AI Is Building Itself, Anthropic Calls for Global Safeguards
One of the world’s leading artificial intelligence companies is warning that the industry may be approaching a milestone long discussed by researchers but never before considered imminent: AI systems capable of meaningfully improving their own successors.
In a new paper released this week, Anthropic argued that advances in AI-assisted research and software development are rapidly shortening the distance to what researchers call recursive self-improvement—the point at which AI systems begin helping design, train, and enhance future generations of AI with limited human involvement.
While the company emphasized that such systems do not yet exist, it warned that the transition could arrive sooner than governments, institutions, and even AI developers are prepared for.
The concern stems not from a single breakthrough but from a series of accelerating trends observed inside Anthropic itself.
According to the company, AI-generated code now accounts for more than 80 percent of merged code within its development process, a dramatic increase from just a year ago.
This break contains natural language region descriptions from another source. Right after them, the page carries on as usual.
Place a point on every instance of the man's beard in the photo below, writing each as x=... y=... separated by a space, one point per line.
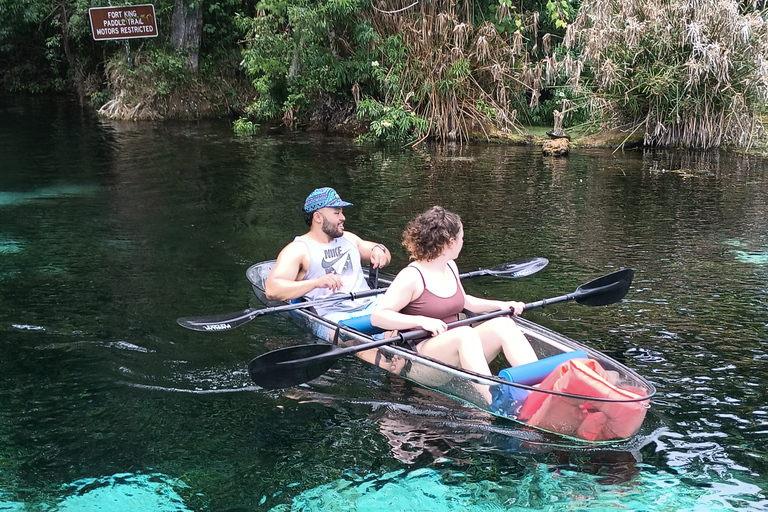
x=332 y=230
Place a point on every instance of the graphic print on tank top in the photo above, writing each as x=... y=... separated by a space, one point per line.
x=337 y=261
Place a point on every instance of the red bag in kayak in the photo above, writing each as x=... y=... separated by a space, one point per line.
x=586 y=419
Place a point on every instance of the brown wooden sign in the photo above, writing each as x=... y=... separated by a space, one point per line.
x=123 y=22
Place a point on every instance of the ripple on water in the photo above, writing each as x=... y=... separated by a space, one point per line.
x=541 y=489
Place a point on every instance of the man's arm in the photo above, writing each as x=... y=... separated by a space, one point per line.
x=283 y=281
x=371 y=252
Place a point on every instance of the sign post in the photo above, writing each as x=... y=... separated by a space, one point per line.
x=123 y=23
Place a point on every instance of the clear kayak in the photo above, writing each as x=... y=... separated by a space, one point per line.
x=572 y=390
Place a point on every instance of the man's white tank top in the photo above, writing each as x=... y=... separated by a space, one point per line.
x=342 y=258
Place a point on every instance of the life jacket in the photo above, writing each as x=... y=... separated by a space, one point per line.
x=586 y=419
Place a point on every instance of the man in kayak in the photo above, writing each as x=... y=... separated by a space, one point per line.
x=326 y=260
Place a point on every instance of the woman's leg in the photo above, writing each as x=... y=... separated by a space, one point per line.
x=459 y=347
x=503 y=334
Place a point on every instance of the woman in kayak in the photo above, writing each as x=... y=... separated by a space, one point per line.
x=427 y=294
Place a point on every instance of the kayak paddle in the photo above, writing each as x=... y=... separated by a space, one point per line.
x=290 y=366
x=228 y=321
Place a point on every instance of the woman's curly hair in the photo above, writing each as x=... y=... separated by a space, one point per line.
x=426 y=236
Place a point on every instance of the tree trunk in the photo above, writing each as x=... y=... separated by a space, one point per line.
x=187 y=29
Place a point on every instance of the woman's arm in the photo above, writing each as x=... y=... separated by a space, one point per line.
x=405 y=288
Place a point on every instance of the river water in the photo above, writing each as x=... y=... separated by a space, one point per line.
x=109 y=231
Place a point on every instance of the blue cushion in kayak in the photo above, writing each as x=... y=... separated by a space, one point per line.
x=362 y=324
x=535 y=372
x=507 y=400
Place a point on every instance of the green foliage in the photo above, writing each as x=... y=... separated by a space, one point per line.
x=396 y=124
x=691 y=73
x=244 y=127
x=299 y=49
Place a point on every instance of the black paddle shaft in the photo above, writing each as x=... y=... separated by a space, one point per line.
x=291 y=366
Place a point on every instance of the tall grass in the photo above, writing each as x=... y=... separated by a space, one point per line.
x=459 y=76
x=690 y=73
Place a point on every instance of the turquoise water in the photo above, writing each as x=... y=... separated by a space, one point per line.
x=110 y=231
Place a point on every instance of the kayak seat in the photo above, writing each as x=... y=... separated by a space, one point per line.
x=362 y=324
x=508 y=399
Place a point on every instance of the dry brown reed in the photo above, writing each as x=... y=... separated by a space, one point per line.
x=693 y=73
x=459 y=76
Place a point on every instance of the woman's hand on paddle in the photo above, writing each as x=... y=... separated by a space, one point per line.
x=433 y=325
x=516 y=307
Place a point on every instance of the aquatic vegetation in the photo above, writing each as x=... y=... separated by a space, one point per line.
x=744 y=254
x=541 y=489
x=124 y=492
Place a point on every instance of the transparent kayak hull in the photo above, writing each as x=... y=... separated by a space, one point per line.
x=573 y=390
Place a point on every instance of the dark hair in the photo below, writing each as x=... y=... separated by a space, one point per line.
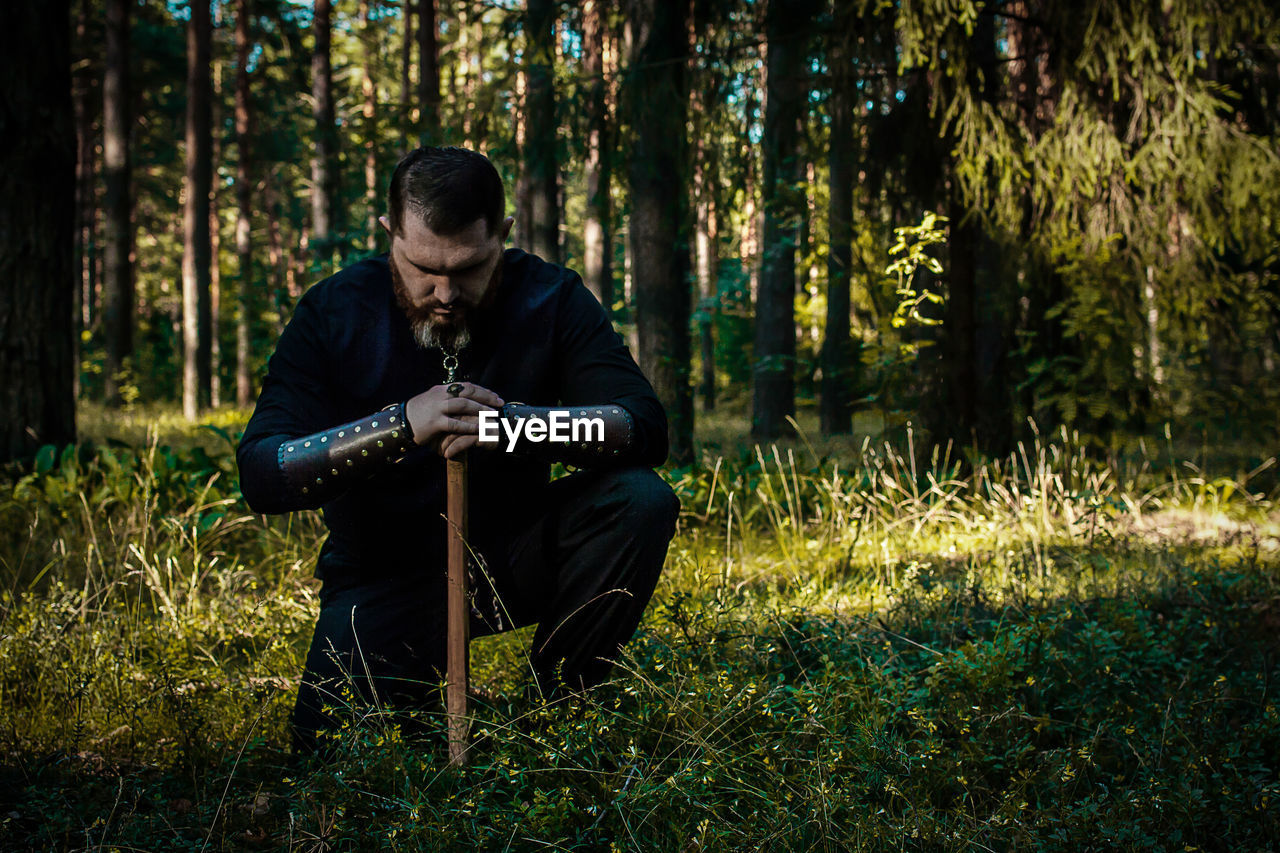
x=448 y=187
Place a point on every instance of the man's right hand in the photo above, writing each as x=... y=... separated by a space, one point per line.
x=449 y=423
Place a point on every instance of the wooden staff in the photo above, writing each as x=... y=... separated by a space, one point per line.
x=458 y=621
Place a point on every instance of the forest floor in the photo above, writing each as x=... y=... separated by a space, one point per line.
x=854 y=646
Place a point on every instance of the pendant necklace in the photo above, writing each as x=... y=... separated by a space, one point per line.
x=451 y=363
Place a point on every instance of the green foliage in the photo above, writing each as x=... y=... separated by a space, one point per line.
x=862 y=649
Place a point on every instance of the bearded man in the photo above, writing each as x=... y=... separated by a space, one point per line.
x=393 y=365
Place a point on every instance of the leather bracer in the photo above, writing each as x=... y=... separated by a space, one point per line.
x=321 y=466
x=584 y=436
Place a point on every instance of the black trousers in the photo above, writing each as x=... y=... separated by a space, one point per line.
x=583 y=570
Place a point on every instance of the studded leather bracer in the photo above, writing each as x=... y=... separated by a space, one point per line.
x=324 y=465
x=586 y=434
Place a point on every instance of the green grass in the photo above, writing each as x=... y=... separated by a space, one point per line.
x=854 y=646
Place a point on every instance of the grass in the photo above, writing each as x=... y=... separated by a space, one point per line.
x=855 y=646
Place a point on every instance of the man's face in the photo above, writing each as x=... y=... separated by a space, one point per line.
x=443 y=279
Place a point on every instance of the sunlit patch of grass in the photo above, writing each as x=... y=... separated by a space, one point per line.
x=859 y=646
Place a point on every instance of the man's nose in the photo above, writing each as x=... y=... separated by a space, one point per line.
x=446 y=291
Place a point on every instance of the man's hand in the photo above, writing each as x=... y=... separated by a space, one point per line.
x=449 y=423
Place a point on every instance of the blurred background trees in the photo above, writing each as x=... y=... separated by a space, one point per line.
x=728 y=176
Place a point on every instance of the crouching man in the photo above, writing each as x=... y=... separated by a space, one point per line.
x=396 y=364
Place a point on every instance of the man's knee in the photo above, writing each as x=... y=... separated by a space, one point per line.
x=644 y=497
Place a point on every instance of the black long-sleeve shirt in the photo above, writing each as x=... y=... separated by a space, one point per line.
x=348 y=351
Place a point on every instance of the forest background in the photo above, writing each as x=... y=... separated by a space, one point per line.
x=965 y=315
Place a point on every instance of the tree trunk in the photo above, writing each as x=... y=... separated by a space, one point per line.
x=215 y=232
x=705 y=251
x=406 y=121
x=117 y=201
x=196 y=255
x=840 y=360
x=428 y=73
x=37 y=217
x=86 y=201
x=540 y=160
x=524 y=233
x=773 y=397
x=598 y=238
x=659 y=228
x=707 y=264
x=323 y=163
x=369 y=90
x=243 y=204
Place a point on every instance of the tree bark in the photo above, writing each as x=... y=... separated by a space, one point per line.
x=323 y=163
x=243 y=204
x=117 y=201
x=773 y=397
x=369 y=89
x=196 y=255
x=659 y=209
x=598 y=237
x=540 y=160
x=215 y=229
x=428 y=73
x=840 y=361
x=705 y=256
x=86 y=195
x=406 y=121
x=37 y=217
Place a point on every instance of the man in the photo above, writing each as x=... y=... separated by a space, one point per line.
x=398 y=361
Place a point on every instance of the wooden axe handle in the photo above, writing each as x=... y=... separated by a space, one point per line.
x=460 y=611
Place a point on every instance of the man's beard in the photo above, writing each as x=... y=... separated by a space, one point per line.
x=430 y=331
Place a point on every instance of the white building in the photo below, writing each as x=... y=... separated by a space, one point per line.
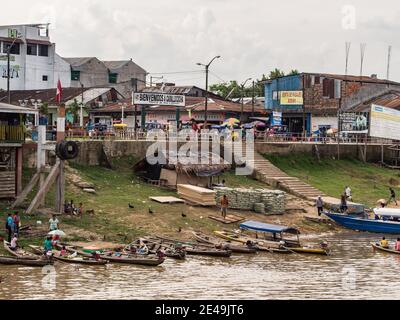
x=34 y=63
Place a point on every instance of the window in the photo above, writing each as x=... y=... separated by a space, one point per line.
x=328 y=88
x=14 y=48
x=31 y=49
x=75 y=75
x=112 y=77
x=43 y=50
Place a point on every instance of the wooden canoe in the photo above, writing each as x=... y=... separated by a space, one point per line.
x=378 y=247
x=196 y=249
x=123 y=258
x=24 y=262
x=308 y=250
x=19 y=252
x=260 y=244
x=216 y=243
x=208 y=252
x=169 y=251
x=66 y=259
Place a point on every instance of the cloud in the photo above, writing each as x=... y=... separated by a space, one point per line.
x=252 y=37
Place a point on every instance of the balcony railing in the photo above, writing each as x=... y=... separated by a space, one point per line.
x=12 y=133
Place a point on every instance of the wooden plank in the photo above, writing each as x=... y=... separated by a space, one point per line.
x=44 y=189
x=230 y=218
x=167 y=199
x=27 y=190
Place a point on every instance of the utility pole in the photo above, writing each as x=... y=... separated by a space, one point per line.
x=81 y=111
x=252 y=101
x=242 y=91
x=207 y=66
x=9 y=67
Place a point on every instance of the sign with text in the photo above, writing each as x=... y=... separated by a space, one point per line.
x=353 y=122
x=291 y=97
x=385 y=122
x=276 y=118
x=162 y=99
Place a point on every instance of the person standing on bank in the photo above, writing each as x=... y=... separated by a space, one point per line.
x=392 y=196
x=9 y=226
x=320 y=205
x=53 y=223
x=224 y=205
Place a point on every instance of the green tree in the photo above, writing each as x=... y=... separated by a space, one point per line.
x=276 y=73
x=75 y=108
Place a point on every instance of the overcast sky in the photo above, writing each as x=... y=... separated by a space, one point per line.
x=252 y=36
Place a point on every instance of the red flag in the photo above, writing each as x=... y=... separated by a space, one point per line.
x=59 y=91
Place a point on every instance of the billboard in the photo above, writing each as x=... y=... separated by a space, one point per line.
x=291 y=97
x=385 y=122
x=353 y=122
x=276 y=118
x=163 y=99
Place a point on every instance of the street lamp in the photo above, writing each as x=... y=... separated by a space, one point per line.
x=242 y=91
x=207 y=66
x=8 y=66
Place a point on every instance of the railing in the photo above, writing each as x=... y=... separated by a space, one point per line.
x=129 y=134
x=15 y=133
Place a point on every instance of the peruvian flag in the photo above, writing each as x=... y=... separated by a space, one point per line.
x=59 y=91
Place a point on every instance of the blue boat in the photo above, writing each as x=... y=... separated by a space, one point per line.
x=365 y=224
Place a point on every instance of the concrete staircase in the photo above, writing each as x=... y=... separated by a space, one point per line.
x=265 y=171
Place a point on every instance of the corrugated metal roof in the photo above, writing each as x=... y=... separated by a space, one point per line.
x=78 y=61
x=9 y=108
x=390 y=100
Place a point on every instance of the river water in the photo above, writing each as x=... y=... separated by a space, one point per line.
x=353 y=271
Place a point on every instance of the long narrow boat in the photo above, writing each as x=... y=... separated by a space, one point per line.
x=120 y=258
x=260 y=244
x=363 y=224
x=215 y=242
x=196 y=249
x=378 y=247
x=67 y=259
x=310 y=250
x=153 y=247
x=24 y=262
x=19 y=252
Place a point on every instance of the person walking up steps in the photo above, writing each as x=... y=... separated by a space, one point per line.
x=224 y=205
x=320 y=205
x=392 y=196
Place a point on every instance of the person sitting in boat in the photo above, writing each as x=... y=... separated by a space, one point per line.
x=96 y=255
x=63 y=252
x=160 y=254
x=397 y=245
x=55 y=240
x=48 y=246
x=384 y=243
x=14 y=242
x=143 y=249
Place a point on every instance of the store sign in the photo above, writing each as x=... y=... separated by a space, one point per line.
x=291 y=97
x=276 y=118
x=385 y=122
x=161 y=99
x=353 y=122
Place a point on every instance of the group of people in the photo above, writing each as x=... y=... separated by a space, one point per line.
x=13 y=224
x=384 y=243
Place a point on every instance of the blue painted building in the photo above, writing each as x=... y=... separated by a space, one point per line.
x=292 y=115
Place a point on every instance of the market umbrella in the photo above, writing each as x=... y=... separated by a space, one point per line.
x=57 y=233
x=331 y=131
x=231 y=122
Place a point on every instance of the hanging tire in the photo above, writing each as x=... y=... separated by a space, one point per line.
x=67 y=150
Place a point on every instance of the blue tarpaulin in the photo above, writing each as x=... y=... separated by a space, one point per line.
x=266 y=227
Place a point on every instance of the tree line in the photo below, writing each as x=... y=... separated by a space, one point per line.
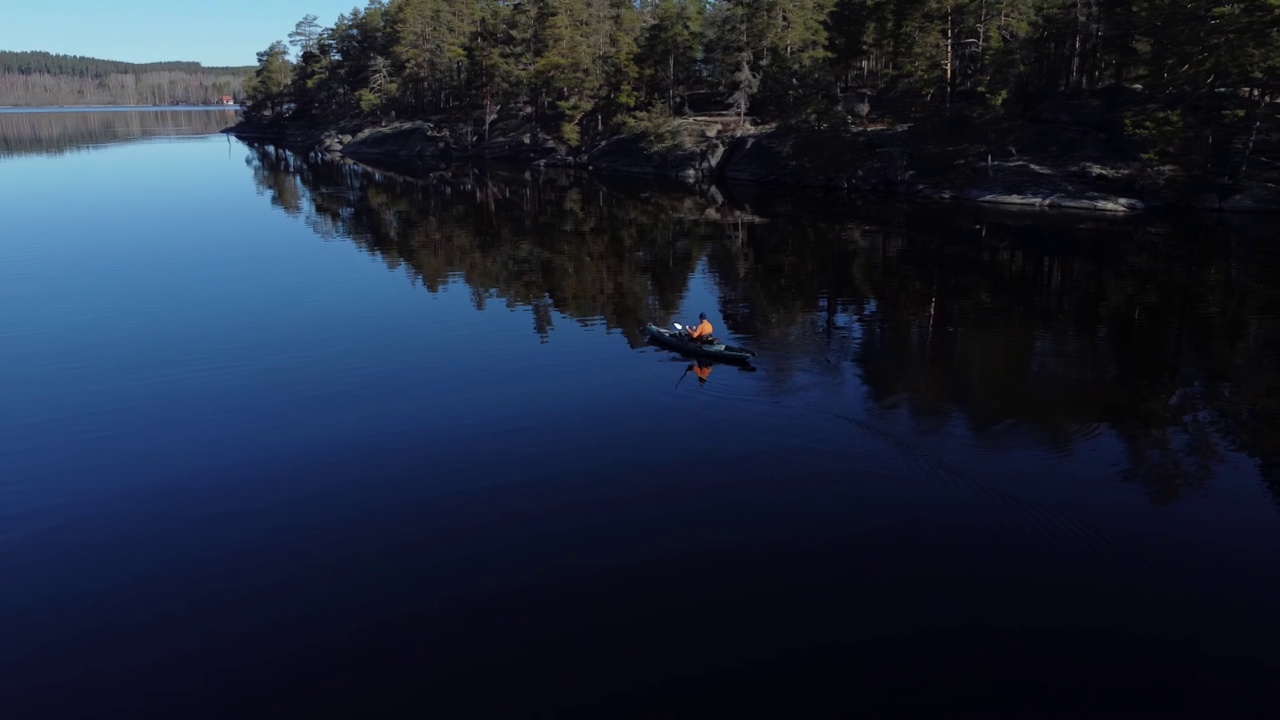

Engineers are reportedly shipping software at roughly eight times the pace seen during earlier development cycles, while Claude’s performance on increasingly complex tasks has improved sharply over the past six months.
Anthropic also reported substantial gains in optimization experiments and autonomous task completion, trends the company believes could eventually compound if AI systems become capable of contributing meaningfully to their own development.
The prospect has long occupied a central place in discussions about advanced artificial intelligence.
Supporters argue that self-improving AI could accelerate scientific discovery, medical research, engineering breakthroughs, and economic productivity. Critics and safety researchers, however, warn that systems capable of rapidly enhancing themselves could outpace existing oversight mechanisms, making it harder for humans to understand, evaluate, or control increasingly powerful models.
It is that possibility that led Anthropic to make an unusual recommendation.
The company is urging governments, regulators, and frontier AI laboratories to begin preparing mechanisms for a coordinated and verifiable slowdown—or temporary pause—on the most advanced AI training efforts should capabilities begin advancing faster than safety measures can keep pace.
Anthropic stated that it would be willing to participate in such a pause if competing frontier laboratories agreed to do the same under a credible international framework.
The proposal immediately highlights one of the industry’s most difficult governance challenges.
Unlike traditional arms-control agreements, advanced AI development depends heavily on computing infrastructure that can be difficult to monitor globally. Any meaningful pause would likely require cooperation among major technology companies, cloud providers, governments, and international organizations, while also addressing concerns about enforcement, competitiveness, and national security.
The call also arrives amid intensifying competition between AI developers, many of whom are investing tens of billions of dollars into larger models, specialized chips, and increasingly autonomous systems.
That tension sits at the heart of Anthropic’s warning.
The company is not arguing that recursive self-improvement has already arrived. Rather, it is suggesting that the industry may be approaching a point where waiting for definitive proof could leave little time to respond.
For years, debates around advanced AI have focused on what future systems might eventually become.
Anthropic’s message is that those debates may soon need to shift toward a different question: what happens when AI starts helping build the next generation of AI.